285 286 2015.12.25 10:14 0.2 -0.4 3.0 rain
286 287 2015.12.26 10:33 1.0 -0.2 2.7 rain
287 288 2015.12.27 10:30 2.1 0.8 rain
288 289 2015.12.28 10:21 2.7 1.0 2.7
289 290 2015.12.31 10:02 -1.2 -3.8
[290 rows x 7 columns]
And the 2015 CSV file did indeed have 290 rows of data.
For the 2016 file I got the following.
(dbd-3.13) PS R:\learn\dashboard> python data2db.py
1 -> F:\BaRKqgs\gdn\bark_gdn_2016.php
row_id datetime temperature dmin dmax condition humidity
0 291 2016.01.01 08:21 -2.7 -3.3 1.0
1 292 2016.01.02 09:36 -2.5 -3.3 fog
2 293 2016.01.04 10:42 0.4 -2.5 0.4 rain
3 294 2016.01.06 12:53 6.4 -0.4 7.0 rain
4 295 2016.01.09 09:50 1.1 -0.8 rain
.. ... ... ... ... ... ... ...
318 609 2016.12.27 08:54 2.4 -0.4 5.5 cloudy
319 610 2016.12.28 09:57 2.4 0.2 3.3 rain
320 611 2016.12.29 09:37 2.1 1.7 2.7
321 612 2016.12.30 09:33 2.0 0.7 4.2
322 613 2016.12.31 09:54 1.1 0.6 fog
[323 rows x 7 columns]
And, the 2016 CSV file, once I accounted for comments, did indeed have 323 rows of data.
Done
I think that’s it for this post.
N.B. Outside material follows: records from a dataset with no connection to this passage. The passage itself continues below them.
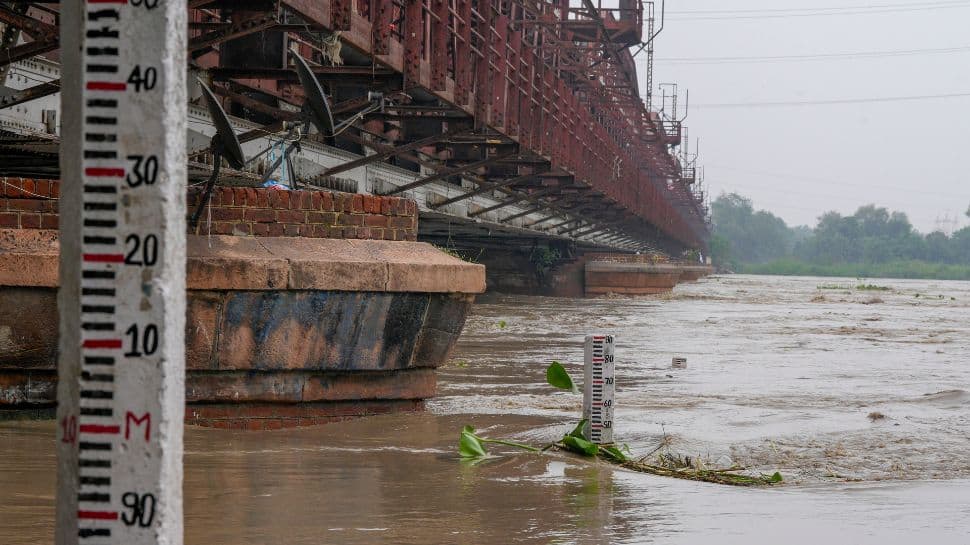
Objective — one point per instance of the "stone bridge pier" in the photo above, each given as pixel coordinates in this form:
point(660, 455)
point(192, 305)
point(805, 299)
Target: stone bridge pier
point(303, 306)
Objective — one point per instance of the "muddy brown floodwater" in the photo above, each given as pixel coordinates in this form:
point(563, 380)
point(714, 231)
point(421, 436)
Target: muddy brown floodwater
point(860, 398)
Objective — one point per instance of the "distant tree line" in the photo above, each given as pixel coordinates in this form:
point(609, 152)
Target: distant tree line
point(871, 242)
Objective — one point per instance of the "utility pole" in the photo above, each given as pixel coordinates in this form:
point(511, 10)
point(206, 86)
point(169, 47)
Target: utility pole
point(121, 370)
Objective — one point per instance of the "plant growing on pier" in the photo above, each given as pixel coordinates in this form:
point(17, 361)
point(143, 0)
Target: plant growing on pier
point(471, 446)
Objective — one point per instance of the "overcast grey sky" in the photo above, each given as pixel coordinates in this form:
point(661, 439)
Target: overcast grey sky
point(800, 161)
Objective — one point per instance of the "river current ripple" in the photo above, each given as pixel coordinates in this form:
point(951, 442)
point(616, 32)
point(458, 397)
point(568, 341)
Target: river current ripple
point(860, 398)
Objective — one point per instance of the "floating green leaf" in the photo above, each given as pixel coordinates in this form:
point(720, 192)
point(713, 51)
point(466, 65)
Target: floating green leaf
point(614, 453)
point(557, 376)
point(580, 445)
point(578, 430)
point(469, 445)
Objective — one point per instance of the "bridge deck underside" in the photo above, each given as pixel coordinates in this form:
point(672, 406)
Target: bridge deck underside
point(524, 113)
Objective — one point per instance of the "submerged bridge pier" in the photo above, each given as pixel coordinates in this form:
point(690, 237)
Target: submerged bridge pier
point(511, 133)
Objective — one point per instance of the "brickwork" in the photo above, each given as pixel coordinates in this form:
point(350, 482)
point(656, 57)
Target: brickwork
point(243, 211)
point(313, 214)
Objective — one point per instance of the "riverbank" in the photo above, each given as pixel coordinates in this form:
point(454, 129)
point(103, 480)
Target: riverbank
point(892, 269)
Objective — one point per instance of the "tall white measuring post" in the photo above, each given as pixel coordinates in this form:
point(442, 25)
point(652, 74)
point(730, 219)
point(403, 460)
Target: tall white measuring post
point(122, 272)
point(599, 389)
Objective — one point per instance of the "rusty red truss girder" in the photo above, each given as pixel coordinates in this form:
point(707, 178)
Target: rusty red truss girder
point(557, 80)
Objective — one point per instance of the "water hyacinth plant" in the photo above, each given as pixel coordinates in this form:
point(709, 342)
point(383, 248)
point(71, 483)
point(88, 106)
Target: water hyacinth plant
point(471, 447)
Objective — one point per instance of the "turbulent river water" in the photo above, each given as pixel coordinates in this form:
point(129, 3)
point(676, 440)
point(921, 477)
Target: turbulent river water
point(860, 398)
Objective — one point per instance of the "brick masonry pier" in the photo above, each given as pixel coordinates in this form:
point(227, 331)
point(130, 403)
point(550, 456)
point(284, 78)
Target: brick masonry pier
point(303, 306)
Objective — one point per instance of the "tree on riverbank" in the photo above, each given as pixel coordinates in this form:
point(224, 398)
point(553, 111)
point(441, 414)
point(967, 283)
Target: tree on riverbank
point(871, 242)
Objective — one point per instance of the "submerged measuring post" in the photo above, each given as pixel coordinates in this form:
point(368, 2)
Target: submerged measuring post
point(122, 272)
point(599, 389)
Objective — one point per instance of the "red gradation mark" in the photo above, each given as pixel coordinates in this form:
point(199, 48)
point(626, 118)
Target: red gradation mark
point(106, 86)
point(95, 428)
point(102, 343)
point(98, 515)
point(104, 258)
point(108, 172)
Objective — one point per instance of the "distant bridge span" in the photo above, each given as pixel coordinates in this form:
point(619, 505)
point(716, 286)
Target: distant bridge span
point(518, 118)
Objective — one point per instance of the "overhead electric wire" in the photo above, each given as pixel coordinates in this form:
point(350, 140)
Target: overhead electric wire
point(814, 57)
point(860, 10)
point(831, 102)
point(816, 8)
point(830, 181)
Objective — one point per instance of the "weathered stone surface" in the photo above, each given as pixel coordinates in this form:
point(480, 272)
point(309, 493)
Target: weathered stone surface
point(318, 330)
point(333, 328)
point(266, 346)
point(28, 327)
point(233, 263)
point(273, 416)
point(629, 278)
point(28, 387)
point(28, 257)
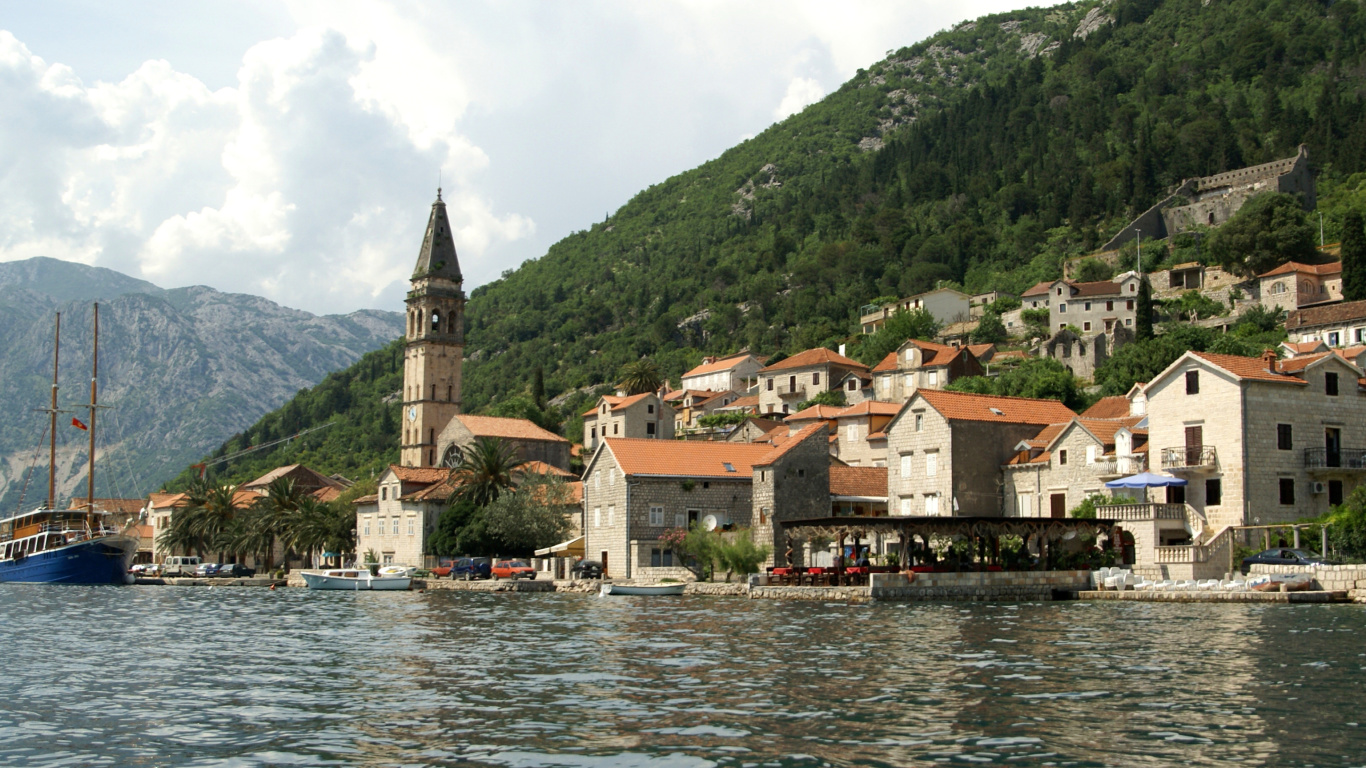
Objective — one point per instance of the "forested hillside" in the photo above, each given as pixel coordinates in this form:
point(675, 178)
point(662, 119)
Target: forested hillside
point(978, 157)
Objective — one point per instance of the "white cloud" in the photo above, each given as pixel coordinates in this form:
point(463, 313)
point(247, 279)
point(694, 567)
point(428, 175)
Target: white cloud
point(801, 92)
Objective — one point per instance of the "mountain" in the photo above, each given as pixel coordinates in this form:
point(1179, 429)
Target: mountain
point(978, 157)
point(183, 369)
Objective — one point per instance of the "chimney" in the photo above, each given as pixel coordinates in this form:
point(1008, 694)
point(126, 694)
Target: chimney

I will continue processing files until I have all the available data, to the end of August 2025, added to the database. May need to refactor to ensure the code doesn’t attempt to process September data. As I did for rainfall data, I will be adding another utility module to add a single instance of temperature/weather data to the database. And, I will need so data for testing purposes.
Once that is done, I will start looking at ways to present the data in the dashboard.
Until next time, may things go smoothly with your coding efforts.
Resources
- SQLite ALTER TABLE
Addendum
I added temperature/weather data for all the remaining years to the temperature table. That includes 2025 to the end of August. At this point 5,199 rows in the table. I am thinking about starting on the utility to add daily temperature/weather data to the table. As mentioned above, will use September data to test the utility.